Diálogo: Além de patrulhar o Mar Mediterrâneo na costa libanesa, em busca de embarcações suspeitas de contrabando de armas, em que outra missão a FTM estava envolvida?
CA Salgueirinho: Entre as três principais tarefas que a FTM-UNIFIL tem, aquela relacionada à entrada ilegal de armas no Líbano consiste em “realizar vigilância marítima em coordenação com a Marinha do Líbano e realizar Operações de Interdição Marítima (MIO em inglês), em apoio à Marinha Libanesa, para ajudar as Forças Armadas Libanesas a impedir a entrada de armas ilegais e material correlato em território libanês por via marítima”.
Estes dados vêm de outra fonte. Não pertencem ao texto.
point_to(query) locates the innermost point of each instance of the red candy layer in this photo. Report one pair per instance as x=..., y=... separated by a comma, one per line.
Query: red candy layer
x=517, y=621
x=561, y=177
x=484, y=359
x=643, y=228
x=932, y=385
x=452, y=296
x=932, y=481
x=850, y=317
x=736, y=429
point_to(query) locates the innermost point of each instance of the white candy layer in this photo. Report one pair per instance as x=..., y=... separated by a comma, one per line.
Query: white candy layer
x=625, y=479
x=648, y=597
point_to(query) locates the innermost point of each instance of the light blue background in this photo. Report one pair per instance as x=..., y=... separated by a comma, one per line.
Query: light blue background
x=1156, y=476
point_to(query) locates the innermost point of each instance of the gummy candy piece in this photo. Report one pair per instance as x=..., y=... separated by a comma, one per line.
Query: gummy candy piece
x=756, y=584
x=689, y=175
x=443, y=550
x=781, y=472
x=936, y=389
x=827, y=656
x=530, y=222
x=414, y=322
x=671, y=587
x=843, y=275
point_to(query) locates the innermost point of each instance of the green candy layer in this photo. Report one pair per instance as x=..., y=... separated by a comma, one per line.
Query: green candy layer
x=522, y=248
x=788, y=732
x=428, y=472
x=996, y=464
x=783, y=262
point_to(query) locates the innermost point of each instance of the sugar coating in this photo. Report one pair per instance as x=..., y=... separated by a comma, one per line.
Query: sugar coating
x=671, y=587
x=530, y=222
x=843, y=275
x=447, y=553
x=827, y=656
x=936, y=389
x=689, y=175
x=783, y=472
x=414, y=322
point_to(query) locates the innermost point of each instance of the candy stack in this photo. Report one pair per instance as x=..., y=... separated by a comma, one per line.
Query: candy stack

Assim, podemos ver que o papel da FTM-UNIFIL é auxiliar as autoridades libanesas. Além disso, ao patrulhar continuamente a região do Mar Mediterrâneo, adjacente ao território libanês, os navios da FTM-UNIFIL contribuem para a estabilidade e a paz naquela região. Além dessa tarefa, a FTM-UNIFIL também fornece treinamento tático e operacional para a Marinha Libanesa, a fim de contribuir para a formação das Forças Armadas Libanesas para assumirem as suas responsabilidades de forma autónoma, no mar territorial libanês, no que diz respeito à segurança das suas fronteiras marítimas / pontos de entrada. As embarcações FTM-UNIFIL também devem estar preparadas para participar de operações de resgate no mar. A exemplo do que aconteceu em setembro de 2020, quando os navios da FTM-UNIFIL participaram de uma operação desse tipo no Mar Mediterrâneo, durante a qual resgataram 37 pessoas vivas e as transferiram para território libanês, onde receberam atendimento médico, sob a supervisão de representantes do Alto Comissariado das Nações Unidas para os Refugiados.
Diálogo: Por que a participação dos militares brasileiros é importante em uma missão de paz da ONU, como a UNIFIL?
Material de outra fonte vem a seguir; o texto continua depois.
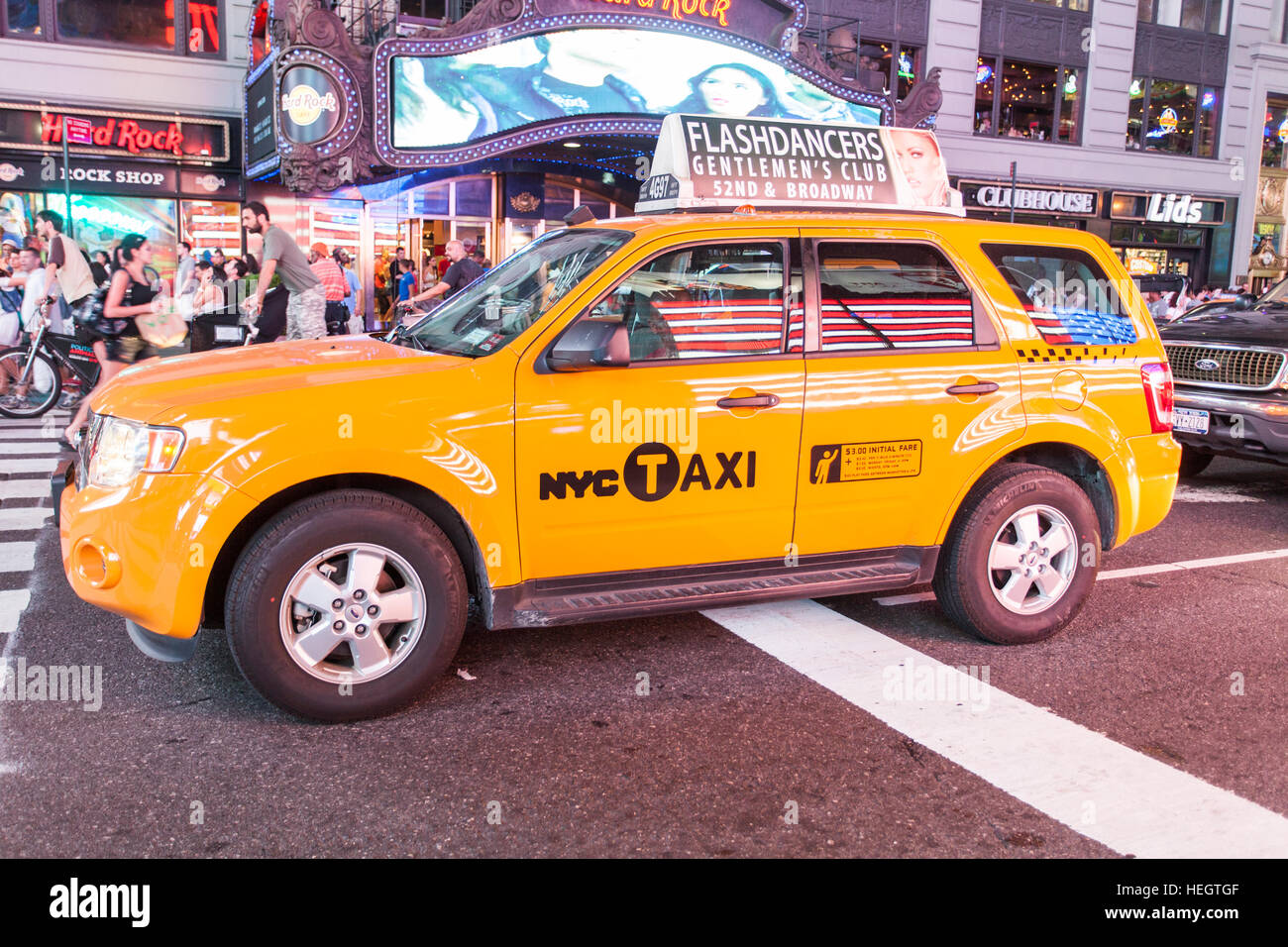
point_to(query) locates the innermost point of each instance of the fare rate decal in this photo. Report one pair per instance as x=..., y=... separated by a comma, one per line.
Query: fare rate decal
x=750, y=158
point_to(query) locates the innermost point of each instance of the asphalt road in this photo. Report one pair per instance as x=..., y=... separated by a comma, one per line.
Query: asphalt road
x=544, y=745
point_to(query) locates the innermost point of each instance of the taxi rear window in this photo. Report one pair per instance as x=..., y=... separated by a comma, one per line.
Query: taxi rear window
x=887, y=295
x=1065, y=292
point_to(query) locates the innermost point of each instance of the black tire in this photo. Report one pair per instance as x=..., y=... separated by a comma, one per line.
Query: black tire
x=292, y=539
x=1194, y=462
x=12, y=361
x=964, y=583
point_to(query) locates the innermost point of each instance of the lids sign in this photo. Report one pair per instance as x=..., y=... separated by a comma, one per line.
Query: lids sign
x=715, y=162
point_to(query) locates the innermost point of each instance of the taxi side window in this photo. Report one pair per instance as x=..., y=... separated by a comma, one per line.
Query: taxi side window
x=1065, y=294
x=885, y=295
x=711, y=300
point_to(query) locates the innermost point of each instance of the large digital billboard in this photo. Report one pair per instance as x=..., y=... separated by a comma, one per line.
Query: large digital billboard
x=447, y=103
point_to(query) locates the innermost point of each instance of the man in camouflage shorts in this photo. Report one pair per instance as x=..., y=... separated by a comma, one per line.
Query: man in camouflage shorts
x=305, y=307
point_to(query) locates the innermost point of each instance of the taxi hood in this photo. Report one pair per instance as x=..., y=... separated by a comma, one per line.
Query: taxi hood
x=146, y=390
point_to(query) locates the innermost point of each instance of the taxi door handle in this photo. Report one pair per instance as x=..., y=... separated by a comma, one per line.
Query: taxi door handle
x=754, y=401
x=978, y=388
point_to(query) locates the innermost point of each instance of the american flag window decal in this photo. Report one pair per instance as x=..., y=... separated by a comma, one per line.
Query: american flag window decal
x=1065, y=294
x=884, y=295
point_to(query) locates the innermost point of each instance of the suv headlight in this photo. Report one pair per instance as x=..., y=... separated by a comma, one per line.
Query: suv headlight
x=121, y=450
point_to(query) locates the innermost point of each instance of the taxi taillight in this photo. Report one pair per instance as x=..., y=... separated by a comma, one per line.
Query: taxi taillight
x=1159, y=395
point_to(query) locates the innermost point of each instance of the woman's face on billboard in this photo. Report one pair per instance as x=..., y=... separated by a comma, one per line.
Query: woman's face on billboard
x=730, y=91
x=921, y=163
CA Salgueirinho: A presença do Brasil na UNIFIL foi alinhada à Estratégia Nacional de Defesa, o que lhe permitiu ampliar sua influência e se tornar visível no contexto global das nações, e reafirmar o compromisso do Brasil com a defesa da paz entre os povos. Também permitiu à MB demonstrar sua capacidade profissional, de liderança e coordenação para outros contingentes de outras nações e, além disso, incorporar novos conhecimentos operacionais e táticos. Neste contexto, destaco o desafio logístico de manter um navio operando de forma intensa e contínua por mais de oito meses, a cerca de 5.500 milhas náuticas do seu porto de origem; a experiência operacional adquirida ao participar de uma força multinacional; a visibilidade e projeção da imagem do Brasil no cenário internacional; o prestígio e respeito pelo Comando FTM-UNIFIL; a possibilidade de contribuir diretamente para a manutenção da paz mundial apoiando a segurança e o desenvolvimento de um país amigo, o Líbano; e a contribuição direta para a formação de pessoal da Marinha do Líbano para o desempenho de atividades voltadas à segurança marítima em seu mar territorial.